The part where the smallpox raged was situated chiefly over a swamp where it was difficult to find foundations for the houses; many of them were raised on piles driven through the soil.

The only method of house sanitation in all that district was that of pails in the backyards. But whatever else had been neglected, vaccination had been sedulously attended to--the inhabitants were vaccinated up to 98.4 per cent, of the population.

Nevertheless the vaccinated and re-vaccinated hospital officials fell before the disease side by side with the vaccinated and re-vaccinated inhabitants. Nine hospital ward-maids, one trained nurse, one medical man and three policemen fell victims to the disease.

Outraged Nature laughed outright at the Jennerian fetish and declared in plain and unmistaken language that if smallpox was to be prevented the conditions which caused it must be remedied. Poisoning human bodies with the products of a foul eruption on a cow's udder could only add fuel to the fire by reducing the vital resisting powers of the sufferers.

I call to mind the case of one adult male I interviewed in one of the smallpox hospital wards at that time. He was vaccinated in infancy, had smallpox when eight years old, and was subsequently re-vaccinated three times. That man died of smallpox. I took a particular interest in that case, and was staggered to find when the official report was published that, owing to his having had the eruption so badly as to cover his vaccination marks, he was actually declared to be "unvaccinated"!

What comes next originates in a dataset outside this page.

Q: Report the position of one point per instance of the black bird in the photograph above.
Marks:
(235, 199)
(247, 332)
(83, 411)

I have visited Glasgow in two of its smallpox epidemics. The slums in which they occurred; the overcrowded and unsanitary condition of the tenements told, the same tale as elsewhere. Nothing but sweeping away, the rookeries, where smallpox invariably, takes hold, can ever save those parts of the city from periodical visitations. Space forbids further reminiscences but it is the same story everywhere. Go back to the records of Old London and we find insanitation and smallpox keeping company throughout.

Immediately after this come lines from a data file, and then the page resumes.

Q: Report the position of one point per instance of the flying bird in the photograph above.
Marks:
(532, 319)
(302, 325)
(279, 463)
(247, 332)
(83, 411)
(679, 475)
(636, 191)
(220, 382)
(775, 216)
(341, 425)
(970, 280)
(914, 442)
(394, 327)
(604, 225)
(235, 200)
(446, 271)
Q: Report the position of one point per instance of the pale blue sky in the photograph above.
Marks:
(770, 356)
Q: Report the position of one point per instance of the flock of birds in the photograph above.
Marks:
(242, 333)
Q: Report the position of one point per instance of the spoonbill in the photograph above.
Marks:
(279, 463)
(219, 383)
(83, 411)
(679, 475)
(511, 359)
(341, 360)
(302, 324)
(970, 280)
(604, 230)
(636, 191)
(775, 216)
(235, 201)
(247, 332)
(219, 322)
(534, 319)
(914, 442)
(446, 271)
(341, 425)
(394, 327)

The Lesson Of The Public Health Act

Before the passing of the Public Health Act of l875 in this country, every succeeding epidemic of smallpox was worse than its predecessor in spite of more and more compulsory vaccination; but with less and less vaccination and more and more sanitation smallpox has become a comparative curiosity. It is only in unsanitary quarters it can gain a hold.

Sir Edwin-Chadwick, the veteran sanitarian, has well said: Smallpox, typhus, and other fevers occur in common conditions of foul air, stagnant putrefaction, bad house drainage, sewers of deposit, excrement sodden sites, filthy street surfaces, impure water, and overcrowding, and the entire removal of such conditions is the effectual preventive of diseases of those species, whether in ordinary or extraordinary visitations.

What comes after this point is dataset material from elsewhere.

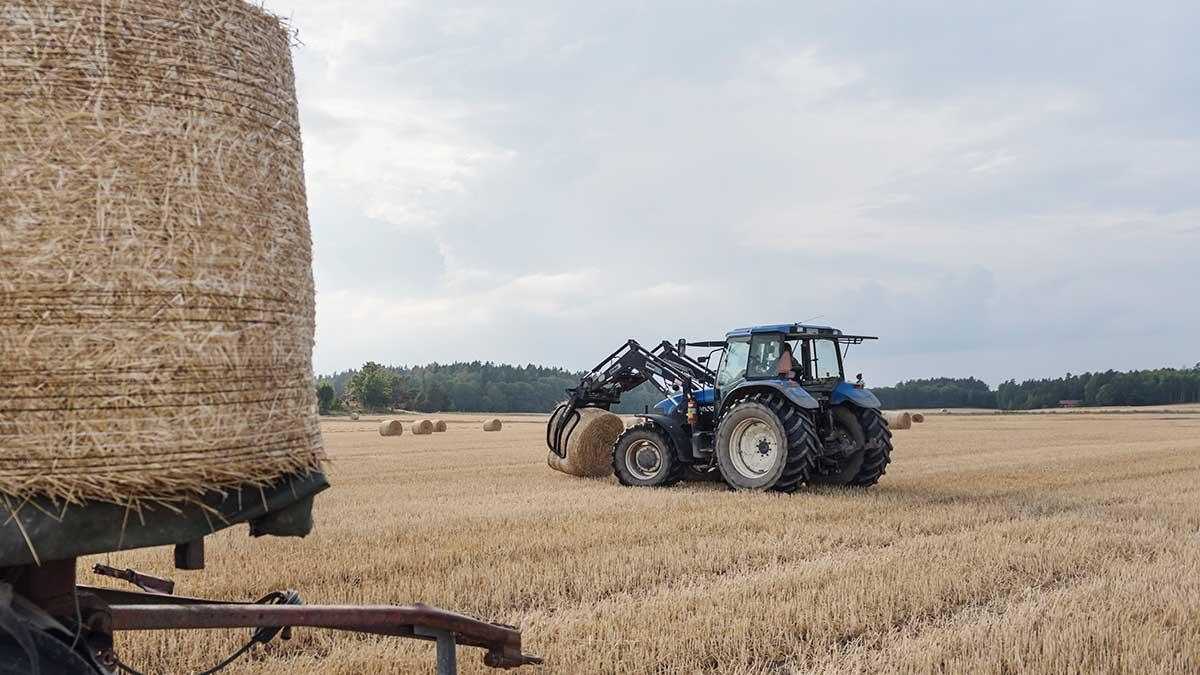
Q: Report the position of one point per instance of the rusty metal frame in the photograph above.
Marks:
(419, 621)
(106, 611)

When will the medical profession arouse itself to ask the question: "What is the origin of smallpox?"

When will a Ministry of Health cease to bring discredit upon itself by the advocacy of a disgusting fetish that has proved, itself a failure as a preventive of the disease in every part of the world in which it has been adopted for the last century and a quarter? When will a British Government that boasts of its progress and civilisation cease to ally itself with a filthy, uncivilised, unscientific practice that has done nothing but spread disease and death amongst the populace for generation and which is opposed to the common-sense views of the majority of thinking men and women in the realm?